We also note that subsequent to posting of this work to the arxiv,⁶³ another group contacted us about improving the techniques presented here and their work has since been published.⁶⁴ Their results show interesting behavior with regards to how many determinants are needed to converge a calculation with respect to increasing system size. Understanding this behavior will ultimately be important in determining just how far we can push ASCI to simulate larger systems.

We have shown that the underlying dynamics of FCIQMC can be used to generate a deterministic algorithm that can be efficiently used to calculate both ground and excited states of chemical systems. We have applied this technique to a known difficult problem in electronic structure theory, the Cr₂ molecule, and shown that chemical accuracy can be achieved with the cpu power available on any modern computer. Our results suggest that the ASCI method (and selected CI methods in general) should be considered as a state of the art CI method in both accuracy and efficiency. The importance of ASCI and FCIQMC is evident as DMRG and post-DMRG methods are not yet well suited for simulations in two and three dimensions. The ASCI method also distinguishes itself from FCIQMC in that excited states and other properties, such as the 2-RDM, are inherently easy to calculate.^65,66

N.M.T. would like to thank Hitesh Changlani, Cyrus Umrigar, Adam Holmes, Bryan O’Gorman, Bryan Clark, and Jonathan Moussa for useful discussions. This work was supported through the Scientific Discovery through Advanced Computing (SciDAC) program funded by the U.S. Department of Energy, Office of Science, Advanced Scientific Computing Research and Basic Energy Sciences.

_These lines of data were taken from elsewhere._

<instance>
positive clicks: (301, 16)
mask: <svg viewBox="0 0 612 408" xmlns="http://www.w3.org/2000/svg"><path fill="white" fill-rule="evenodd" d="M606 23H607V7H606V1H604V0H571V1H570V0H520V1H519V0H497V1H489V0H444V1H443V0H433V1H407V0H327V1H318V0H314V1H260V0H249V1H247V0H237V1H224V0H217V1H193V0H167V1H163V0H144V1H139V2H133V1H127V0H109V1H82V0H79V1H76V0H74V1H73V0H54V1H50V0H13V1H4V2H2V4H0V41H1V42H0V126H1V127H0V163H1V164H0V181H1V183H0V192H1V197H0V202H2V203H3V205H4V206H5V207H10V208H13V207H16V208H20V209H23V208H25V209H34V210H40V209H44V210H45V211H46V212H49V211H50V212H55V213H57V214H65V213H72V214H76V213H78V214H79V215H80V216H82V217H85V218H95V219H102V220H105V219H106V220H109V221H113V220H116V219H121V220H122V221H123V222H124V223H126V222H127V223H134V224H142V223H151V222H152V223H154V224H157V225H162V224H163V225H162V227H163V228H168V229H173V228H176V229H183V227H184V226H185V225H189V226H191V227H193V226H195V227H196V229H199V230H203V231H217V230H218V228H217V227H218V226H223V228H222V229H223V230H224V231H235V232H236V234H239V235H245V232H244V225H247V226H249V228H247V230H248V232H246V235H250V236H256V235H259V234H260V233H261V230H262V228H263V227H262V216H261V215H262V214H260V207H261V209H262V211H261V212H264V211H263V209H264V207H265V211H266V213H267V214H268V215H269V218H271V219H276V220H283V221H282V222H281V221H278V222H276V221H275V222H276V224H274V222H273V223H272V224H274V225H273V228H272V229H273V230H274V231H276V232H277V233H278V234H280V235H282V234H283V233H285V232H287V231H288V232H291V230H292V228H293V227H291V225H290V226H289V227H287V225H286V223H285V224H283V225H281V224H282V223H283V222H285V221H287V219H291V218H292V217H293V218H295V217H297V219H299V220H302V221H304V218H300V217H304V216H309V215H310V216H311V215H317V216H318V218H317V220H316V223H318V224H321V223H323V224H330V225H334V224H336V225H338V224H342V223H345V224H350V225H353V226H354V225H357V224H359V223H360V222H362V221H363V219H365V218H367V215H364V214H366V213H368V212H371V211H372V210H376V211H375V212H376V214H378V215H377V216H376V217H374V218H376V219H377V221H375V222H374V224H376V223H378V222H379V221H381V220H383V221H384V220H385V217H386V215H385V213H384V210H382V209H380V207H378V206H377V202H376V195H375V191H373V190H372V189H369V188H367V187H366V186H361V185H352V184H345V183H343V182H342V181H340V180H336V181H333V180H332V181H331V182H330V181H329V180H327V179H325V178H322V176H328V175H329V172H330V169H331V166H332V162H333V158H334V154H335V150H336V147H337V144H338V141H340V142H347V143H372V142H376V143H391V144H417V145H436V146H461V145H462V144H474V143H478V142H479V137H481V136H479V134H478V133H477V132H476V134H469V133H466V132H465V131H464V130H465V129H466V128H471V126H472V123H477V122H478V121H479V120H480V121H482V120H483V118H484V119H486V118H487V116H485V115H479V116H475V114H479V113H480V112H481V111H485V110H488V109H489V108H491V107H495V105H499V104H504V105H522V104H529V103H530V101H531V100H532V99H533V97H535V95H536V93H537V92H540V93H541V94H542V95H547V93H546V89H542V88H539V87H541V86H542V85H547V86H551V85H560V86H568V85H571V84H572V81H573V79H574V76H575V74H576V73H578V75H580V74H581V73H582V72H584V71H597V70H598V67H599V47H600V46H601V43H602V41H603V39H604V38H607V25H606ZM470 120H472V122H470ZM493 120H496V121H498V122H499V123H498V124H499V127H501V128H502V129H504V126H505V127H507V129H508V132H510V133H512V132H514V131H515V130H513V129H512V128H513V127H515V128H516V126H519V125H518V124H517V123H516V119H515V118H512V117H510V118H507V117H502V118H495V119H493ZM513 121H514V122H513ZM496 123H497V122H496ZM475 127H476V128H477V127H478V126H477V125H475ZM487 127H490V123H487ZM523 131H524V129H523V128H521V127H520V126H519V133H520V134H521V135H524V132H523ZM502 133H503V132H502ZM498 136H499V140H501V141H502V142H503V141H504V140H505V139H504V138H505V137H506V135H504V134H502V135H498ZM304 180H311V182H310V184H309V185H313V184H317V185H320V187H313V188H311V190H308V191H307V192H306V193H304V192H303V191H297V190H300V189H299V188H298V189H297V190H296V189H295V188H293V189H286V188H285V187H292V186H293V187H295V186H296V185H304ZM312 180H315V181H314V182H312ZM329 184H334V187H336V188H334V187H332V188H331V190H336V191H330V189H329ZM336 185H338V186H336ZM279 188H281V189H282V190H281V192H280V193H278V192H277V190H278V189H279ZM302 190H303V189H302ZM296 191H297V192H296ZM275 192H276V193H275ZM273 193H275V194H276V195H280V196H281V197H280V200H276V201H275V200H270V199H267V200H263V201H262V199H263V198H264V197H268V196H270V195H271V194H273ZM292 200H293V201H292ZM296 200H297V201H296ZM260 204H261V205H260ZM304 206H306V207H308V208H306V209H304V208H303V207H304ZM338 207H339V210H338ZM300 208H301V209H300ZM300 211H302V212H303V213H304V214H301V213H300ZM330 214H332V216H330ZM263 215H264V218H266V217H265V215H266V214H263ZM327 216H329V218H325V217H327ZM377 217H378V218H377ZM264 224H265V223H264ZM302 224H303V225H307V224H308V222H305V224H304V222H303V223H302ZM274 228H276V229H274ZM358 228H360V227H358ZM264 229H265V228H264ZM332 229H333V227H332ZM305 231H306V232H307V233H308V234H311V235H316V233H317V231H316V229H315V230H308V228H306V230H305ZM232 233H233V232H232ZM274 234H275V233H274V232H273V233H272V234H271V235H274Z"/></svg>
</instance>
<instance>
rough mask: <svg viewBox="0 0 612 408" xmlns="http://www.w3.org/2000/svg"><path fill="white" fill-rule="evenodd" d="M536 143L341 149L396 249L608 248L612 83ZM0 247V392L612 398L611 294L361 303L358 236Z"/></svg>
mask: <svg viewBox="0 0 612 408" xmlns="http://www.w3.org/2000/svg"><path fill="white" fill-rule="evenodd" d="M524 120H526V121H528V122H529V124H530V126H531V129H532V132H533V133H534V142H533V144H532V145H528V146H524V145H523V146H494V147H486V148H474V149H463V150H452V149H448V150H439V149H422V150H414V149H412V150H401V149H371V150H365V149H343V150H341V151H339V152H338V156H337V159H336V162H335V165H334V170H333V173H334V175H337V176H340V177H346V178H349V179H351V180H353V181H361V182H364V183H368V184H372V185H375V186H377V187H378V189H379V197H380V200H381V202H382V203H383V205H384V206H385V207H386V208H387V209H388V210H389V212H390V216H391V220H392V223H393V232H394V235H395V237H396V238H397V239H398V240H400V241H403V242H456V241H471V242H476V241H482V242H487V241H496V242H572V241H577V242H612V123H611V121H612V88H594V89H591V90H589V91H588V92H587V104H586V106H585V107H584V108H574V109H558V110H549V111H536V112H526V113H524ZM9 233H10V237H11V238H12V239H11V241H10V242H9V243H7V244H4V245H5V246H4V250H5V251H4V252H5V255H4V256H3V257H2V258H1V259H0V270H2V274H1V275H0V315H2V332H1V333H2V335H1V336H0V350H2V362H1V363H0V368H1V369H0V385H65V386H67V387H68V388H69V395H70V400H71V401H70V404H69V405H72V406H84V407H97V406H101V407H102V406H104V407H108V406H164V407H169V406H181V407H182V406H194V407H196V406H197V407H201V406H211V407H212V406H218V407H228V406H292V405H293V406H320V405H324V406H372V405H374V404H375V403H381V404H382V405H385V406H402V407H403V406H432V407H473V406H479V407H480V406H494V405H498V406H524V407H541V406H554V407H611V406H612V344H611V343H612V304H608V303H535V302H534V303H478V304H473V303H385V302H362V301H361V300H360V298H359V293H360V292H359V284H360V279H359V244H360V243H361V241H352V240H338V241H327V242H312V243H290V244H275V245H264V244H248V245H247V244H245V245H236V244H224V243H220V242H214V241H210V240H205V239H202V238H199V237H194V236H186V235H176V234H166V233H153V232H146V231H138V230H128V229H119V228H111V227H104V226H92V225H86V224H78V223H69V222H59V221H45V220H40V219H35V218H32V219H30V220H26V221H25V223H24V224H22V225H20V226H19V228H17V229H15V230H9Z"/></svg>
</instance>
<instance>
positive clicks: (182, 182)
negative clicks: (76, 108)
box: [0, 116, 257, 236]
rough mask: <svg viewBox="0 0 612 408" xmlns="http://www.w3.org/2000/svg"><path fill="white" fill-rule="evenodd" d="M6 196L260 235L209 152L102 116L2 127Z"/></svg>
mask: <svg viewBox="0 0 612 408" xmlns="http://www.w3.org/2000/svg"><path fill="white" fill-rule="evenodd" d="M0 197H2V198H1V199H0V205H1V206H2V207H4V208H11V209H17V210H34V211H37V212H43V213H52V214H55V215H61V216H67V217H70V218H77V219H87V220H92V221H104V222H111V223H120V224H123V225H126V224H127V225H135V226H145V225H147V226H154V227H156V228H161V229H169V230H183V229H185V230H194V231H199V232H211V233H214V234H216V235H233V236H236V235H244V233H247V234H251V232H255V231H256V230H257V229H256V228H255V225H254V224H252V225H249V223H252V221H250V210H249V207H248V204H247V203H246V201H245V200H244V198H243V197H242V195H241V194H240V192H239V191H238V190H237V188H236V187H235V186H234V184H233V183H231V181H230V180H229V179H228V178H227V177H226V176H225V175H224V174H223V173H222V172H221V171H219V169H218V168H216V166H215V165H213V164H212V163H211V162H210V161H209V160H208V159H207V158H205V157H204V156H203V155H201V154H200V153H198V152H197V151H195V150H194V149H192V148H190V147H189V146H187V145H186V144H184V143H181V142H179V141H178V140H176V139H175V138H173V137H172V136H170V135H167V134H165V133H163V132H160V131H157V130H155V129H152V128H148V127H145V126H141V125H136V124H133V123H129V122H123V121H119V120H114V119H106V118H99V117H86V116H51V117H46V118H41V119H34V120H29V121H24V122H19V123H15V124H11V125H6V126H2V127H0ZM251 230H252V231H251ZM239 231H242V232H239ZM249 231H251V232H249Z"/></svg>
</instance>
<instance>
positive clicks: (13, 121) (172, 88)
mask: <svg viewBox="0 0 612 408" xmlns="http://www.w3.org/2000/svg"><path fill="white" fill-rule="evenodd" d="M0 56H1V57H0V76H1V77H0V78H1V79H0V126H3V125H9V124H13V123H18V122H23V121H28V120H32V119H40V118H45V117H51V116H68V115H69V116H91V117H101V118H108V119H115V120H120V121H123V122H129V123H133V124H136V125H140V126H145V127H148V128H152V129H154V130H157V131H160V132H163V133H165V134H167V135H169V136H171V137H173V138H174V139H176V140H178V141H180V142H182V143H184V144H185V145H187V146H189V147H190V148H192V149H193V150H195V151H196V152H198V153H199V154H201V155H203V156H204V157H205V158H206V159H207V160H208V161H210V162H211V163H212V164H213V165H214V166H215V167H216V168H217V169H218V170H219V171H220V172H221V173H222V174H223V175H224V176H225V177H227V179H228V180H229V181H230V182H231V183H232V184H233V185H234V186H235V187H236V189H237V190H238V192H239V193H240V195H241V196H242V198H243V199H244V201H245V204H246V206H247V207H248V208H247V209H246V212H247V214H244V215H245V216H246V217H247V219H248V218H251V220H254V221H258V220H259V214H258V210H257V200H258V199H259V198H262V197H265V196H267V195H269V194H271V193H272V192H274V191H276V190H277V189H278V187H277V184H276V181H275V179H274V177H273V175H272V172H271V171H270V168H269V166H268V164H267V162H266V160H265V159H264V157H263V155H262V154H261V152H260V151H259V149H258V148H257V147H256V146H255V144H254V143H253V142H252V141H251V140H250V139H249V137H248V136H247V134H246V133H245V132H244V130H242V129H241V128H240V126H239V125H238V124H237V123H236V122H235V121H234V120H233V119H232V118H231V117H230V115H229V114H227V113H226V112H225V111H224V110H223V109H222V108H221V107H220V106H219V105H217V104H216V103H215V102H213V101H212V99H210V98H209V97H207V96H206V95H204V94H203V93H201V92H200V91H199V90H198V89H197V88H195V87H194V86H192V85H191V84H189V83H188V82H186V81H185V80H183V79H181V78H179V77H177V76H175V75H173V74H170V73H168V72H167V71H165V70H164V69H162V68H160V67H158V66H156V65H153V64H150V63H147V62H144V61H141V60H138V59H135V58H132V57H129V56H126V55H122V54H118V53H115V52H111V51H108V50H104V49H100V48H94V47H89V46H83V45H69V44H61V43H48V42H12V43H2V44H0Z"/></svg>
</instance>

We used the Extreme Science and Engineering Discovery Environment (XSEDE), which is supported by the National Science Foundation Grant No. OCI-1053575 and resources of the Oak Ridge Leadership Computing Facility (OLCF) at the Oak Ridge National Laboratory, which is supported by the Office of Science of the U.S. Department of Energy under Contract No. DE-AC0500OR22725. This work was posted to the Cornell preprint archive on March 8, 2016, with identifier arXiv:1603.02686.